L’i­dée de non-vio­lence a‑t-elle un point de contact avec la sphère des idées socia­listes et la tac­tique réelle du mou­ve­ment démo­cra­tique ouvrier ? Au XIXe siècle tous les socia­listes étaient d’ac­cord pour dire que le « monde de la vio­lence » devait être détruit. L’a­ve­nir se pré­sen­tait à eux comme une asso­cia­tion d’in­di­vi­dus dans laquelle le libre déve­lop­pe­ment de cha­cun serait la condi­tion du libre déve­lop­pe­ment de tous. Et pour­tant la voie menant à un tel but consis­tait pour la majo­ri­té des socia­listes en une révo­lu­tion vio­lente. Pour­quoi ? Les diri­geants bour­geois et les idéo­logues étaient enclins à consi­dé­rer les socia­listes comme des « maniaques san­glants », se refu­sant à voir la filia­tion évi­dente entre la manière dont eux-mêmes avaient accé­dé au pou­voir et celle avec laquelle on se pré­pa­rait à les renverser.

Le roman­tisme des com­plots et des com­bats de bar­ri­cades plane sur le siècle der­nier. À qui s’a­dresse le tableau de Dela­croix « La liber­té sur les bar­ri­cades » ? Aux répu­bli­cains ou aux socia­listes ? Aux bour­geois ou aux pro­lé­taires ? Qui était Gari­bal­di, ce che­va­lier sans peur et sans reproche ? Un révo­lu­tion­naire ou un socia­liste ? Le droit des citoyens des États-Unis de pos­sé­der une arme fut jus­ti­fié par les « pères fon­da­teurs » de façon très simple. Si le gou­ver­ne­ment était allé contre la volon­té du peuple, le peuple en armes l’au­rait dépo­sé et en aurait choi­si un autre.

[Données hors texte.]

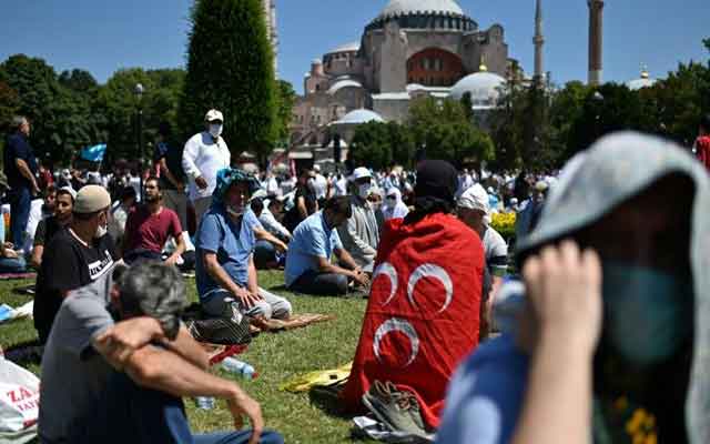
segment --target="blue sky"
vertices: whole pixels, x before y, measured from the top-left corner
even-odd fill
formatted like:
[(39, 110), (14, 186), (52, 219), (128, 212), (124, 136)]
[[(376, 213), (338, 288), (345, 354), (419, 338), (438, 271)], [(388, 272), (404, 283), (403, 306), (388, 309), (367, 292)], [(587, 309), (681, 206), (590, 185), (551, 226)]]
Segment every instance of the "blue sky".
[[(280, 75), (303, 90), (313, 58), (359, 40), (387, 0), (276, 0)], [(607, 0), (605, 80), (627, 81), (647, 63), (665, 77), (679, 61), (707, 60), (708, 0)], [(23, 52), (58, 71), (89, 70), (104, 82), (116, 69), (185, 62), (192, 0), (0, 0), (0, 60)], [(509, 56), (532, 70), (534, 0), (459, 0), (481, 28), (506, 29)], [(544, 0), (546, 70), (556, 82), (587, 77), (587, 1)]]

La révo­lu­tion vio­lente appa­rais­sait (et en géné­ral était) la seule forme pos­sible pour chan­ger l’ordre des choses : l’ordre féo­dal en ordre bour­geois, l’ordre bour­geois en ordre socia­liste. Bref, même les enne­mis de prin­cipe de la vio­lence ne pou­vaient se pas­ser d’elle en tant que moyen de lutte.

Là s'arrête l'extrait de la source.